This is the city: Indianapolis, Indiana.

The year ~ 1963

A McDonalds hamburger, fries and large Coke: 45 cents. At Burger chef: cheeseburger, fries and a large Coke; 50 cents. (The Big Chef would not appear until 1966.) A Big Chief, onion rings, and a Chocolate Coke at the TeePee drive-in; $1.20. Frisch's Big Boy platter and a drink were $1.35.

A gallon of City Service Ethyl was 26 cents. 

A pack of Lucky Strikes cost 20 cents (25 cents out of a cigarette machine).

Movies at a downtown theater (Circle, Lyric, Lowes, Indiana, or Keith) 50 cents (before 6 PM ). City bus fare was 20 cents. (2 cents more for a transfer).

Monthly phone bill: $4.95 (average). "Information" was free.  

P. O. P. (Pay One Price) all day rides at Riverside Amusement Park: $1.00. A day of swimming at Longacre Pool, 35 cents. (But you could go to the Garfield Park pool for 15 cents.)

Pay (Indiana Bell) telephones were black and "boxey" in brown booths, (ashtray equipped) with cushioned seats and sliding glass doors.  A call would cost you 10 cents, but a call to the operator or Information would send your dime clanging back into the coin return. Were there still party lines?
Copy of The Indianapolis Times newspaper: 7 cents.   

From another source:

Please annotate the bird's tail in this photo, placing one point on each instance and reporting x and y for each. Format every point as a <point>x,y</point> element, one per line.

You could smell Wonder bread baking all over the city.

Half gallon of milk: 25 cents.

Bouncin' Bill Baker was spinning the platters on WIBC.

The "Emperor" and Jackson "Q" Sundae and Jay Reynolds were two of the WIFE Good Guys.

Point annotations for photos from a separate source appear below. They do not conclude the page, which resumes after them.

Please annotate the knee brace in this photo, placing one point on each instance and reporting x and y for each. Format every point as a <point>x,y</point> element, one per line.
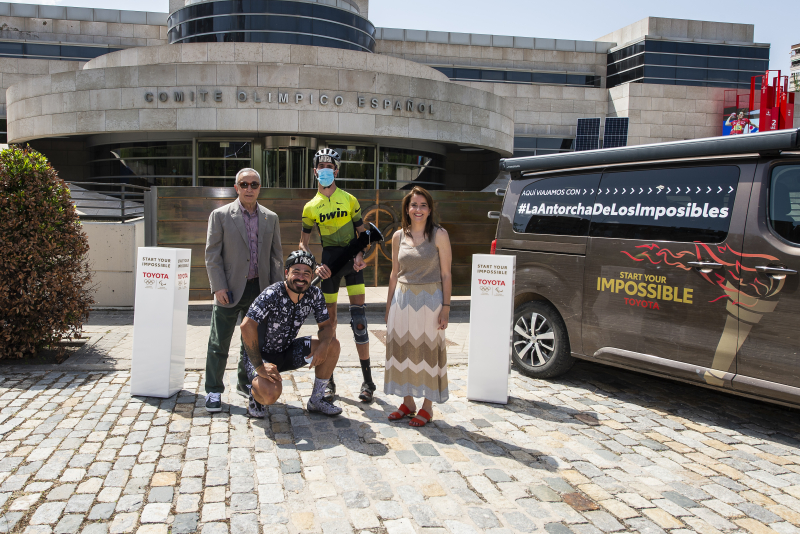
<point>358,322</point>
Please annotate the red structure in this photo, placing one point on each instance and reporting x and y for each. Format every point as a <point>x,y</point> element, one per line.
<point>776,109</point>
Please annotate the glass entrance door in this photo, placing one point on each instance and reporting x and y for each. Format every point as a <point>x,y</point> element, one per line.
<point>288,168</point>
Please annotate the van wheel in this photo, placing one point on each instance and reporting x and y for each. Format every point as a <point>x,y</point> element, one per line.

Selwin was hosting the Saturday afternoon Tarzan movies on WISH-TV Channel 8

Sammy Terry was giving us all "pleasant nightmares" on WTTV, Channel 4. Wilhelmina followed Sammy with an even worse movie!

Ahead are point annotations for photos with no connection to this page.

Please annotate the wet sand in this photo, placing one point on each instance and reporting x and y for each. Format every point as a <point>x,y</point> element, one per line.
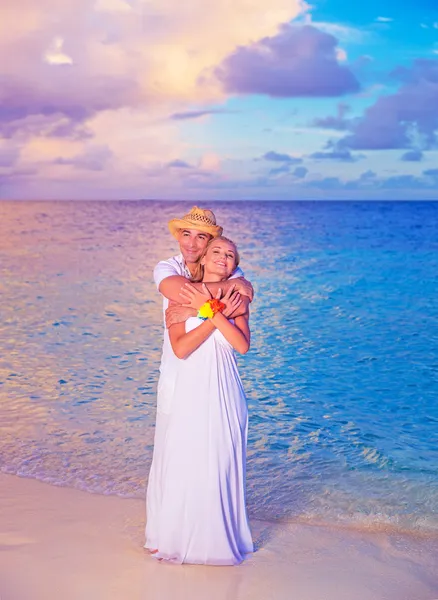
<point>60,542</point>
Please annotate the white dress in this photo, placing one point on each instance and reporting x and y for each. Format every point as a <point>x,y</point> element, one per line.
<point>196,491</point>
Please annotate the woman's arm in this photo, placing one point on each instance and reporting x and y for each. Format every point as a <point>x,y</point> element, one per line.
<point>238,335</point>
<point>183,344</point>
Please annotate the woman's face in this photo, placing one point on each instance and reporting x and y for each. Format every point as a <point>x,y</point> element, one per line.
<point>220,259</point>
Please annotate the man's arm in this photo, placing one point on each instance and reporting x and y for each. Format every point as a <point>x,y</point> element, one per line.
<point>171,287</point>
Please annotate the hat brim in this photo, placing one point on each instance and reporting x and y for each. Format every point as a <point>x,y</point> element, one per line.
<point>175,225</point>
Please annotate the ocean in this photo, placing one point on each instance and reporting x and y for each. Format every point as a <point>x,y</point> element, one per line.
<point>341,378</point>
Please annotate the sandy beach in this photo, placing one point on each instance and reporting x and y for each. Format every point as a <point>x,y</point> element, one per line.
<point>59,542</point>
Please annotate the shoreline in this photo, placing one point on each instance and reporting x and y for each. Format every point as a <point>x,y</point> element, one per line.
<point>369,526</point>
<point>58,541</point>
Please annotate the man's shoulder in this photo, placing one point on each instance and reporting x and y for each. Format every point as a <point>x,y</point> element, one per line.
<point>166,268</point>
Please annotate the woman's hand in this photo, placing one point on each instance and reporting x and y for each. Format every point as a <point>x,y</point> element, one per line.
<point>178,314</point>
<point>193,298</point>
<point>231,300</point>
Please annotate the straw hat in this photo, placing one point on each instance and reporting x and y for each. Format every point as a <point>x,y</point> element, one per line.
<point>199,219</point>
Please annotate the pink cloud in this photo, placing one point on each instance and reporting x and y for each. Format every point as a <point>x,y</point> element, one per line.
<point>299,61</point>
<point>405,119</point>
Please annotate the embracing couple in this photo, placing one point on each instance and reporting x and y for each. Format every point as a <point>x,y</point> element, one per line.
<point>196,509</point>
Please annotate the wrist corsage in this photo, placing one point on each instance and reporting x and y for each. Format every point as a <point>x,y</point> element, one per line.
<point>210,308</point>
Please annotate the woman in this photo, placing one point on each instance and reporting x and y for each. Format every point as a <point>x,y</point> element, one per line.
<point>202,518</point>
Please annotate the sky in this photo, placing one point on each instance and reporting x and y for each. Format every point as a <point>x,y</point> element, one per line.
<point>194,100</point>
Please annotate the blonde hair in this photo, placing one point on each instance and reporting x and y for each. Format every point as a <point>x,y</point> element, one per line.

Happy Herb brought us Popeye cartoons from the "poop deck" studio prop at Channel 4 Cowboy Bob was still in college – Janie was a Channel 4 "intern."

David Letterman was a student at Broad Ripple High School .

Jane Pauley was a student at Warren Central High School.

Harlow Hickenlooper and Curley Meyers kept us laughing with the 3 Stooges on Saturday mornings (Channel 6, at 9:00)

Dick Summers hosted the Teen Dance Party on Channel 8. You could do the twist at Fox's Skating Rink, or at The Whiteland Barn.

Herman Hoglebogle was fixing problems for readers of The Indianapolis News.  (Herman was created by Tom Johnson, a graduate of Broad Ripple High School 1951).

The Hinkle Fieldhouse, the State Fair Coliseum, and Clowes Hall were the Biggest, the best, and considered "state of the art."

Debbie Drake was leading the morning exercises on Channel 8. Jack LaLane was doing the same on Channel 6.

Frances Farmer hosted the Channel 6 late afternoon movie on WFBM TV (6).

Ruth Lyons 50/50 Club took up 2 hours from 12 Noon to 2:00 PM on WLWI Channel 13.

There were no country music radio stations in town.

There were many German language radio programs but no Spanish language stations.

FM was strictly for classical or "show tunes."  

You could live in Marion County, but not be a resident of the city of Indianapolis .

38th Street was the line between the "haves" (North) and the "have nots" (South).

Greenwood was considered to be a "hick" town.

Castleton was a gas station.

Fishers was a train depot.

Carmel was a truck stop on Route 31.

Avon was a red flashing stop signal along Route 36.

Eagle Creek was just THAT!

The "max" was dinner at the King Cole Restaurant, and a show at the Embers on the North Meridian "strip" of upscale night life.

"Dream proms" were held at the Indiana Roof, and dinner at the Key West Shrimp House or at Brody's". (21st & Arlington ), or the Fireside steakhouse.

Greyhound and Trailways buses came and went from the Traction Terminal (old Interurban) shed on West Market Street . You could catch a train to Chicago about once every hour at Union Station… ($12.00 round trip)!

You could fly out on a TWA or PanAm "jet" airliner at "Weir Cook Municipal Airport."

You got your prescriptions filled at Hooks, Haags or Rexall drug stores.

You got groceries at Kroger, A & P, Standard, or Marsh supermarkets. (or at Porky Lane ).

Interstate 465 was a short 4 lane "highway" that served only to connect you to the "big" State and National Routes.

No cable; No Internet; No wireless No self-serve; No drive-thrus; No ATM's

Remember? Of course you do! Those were just a few of the memories in a time of our lives.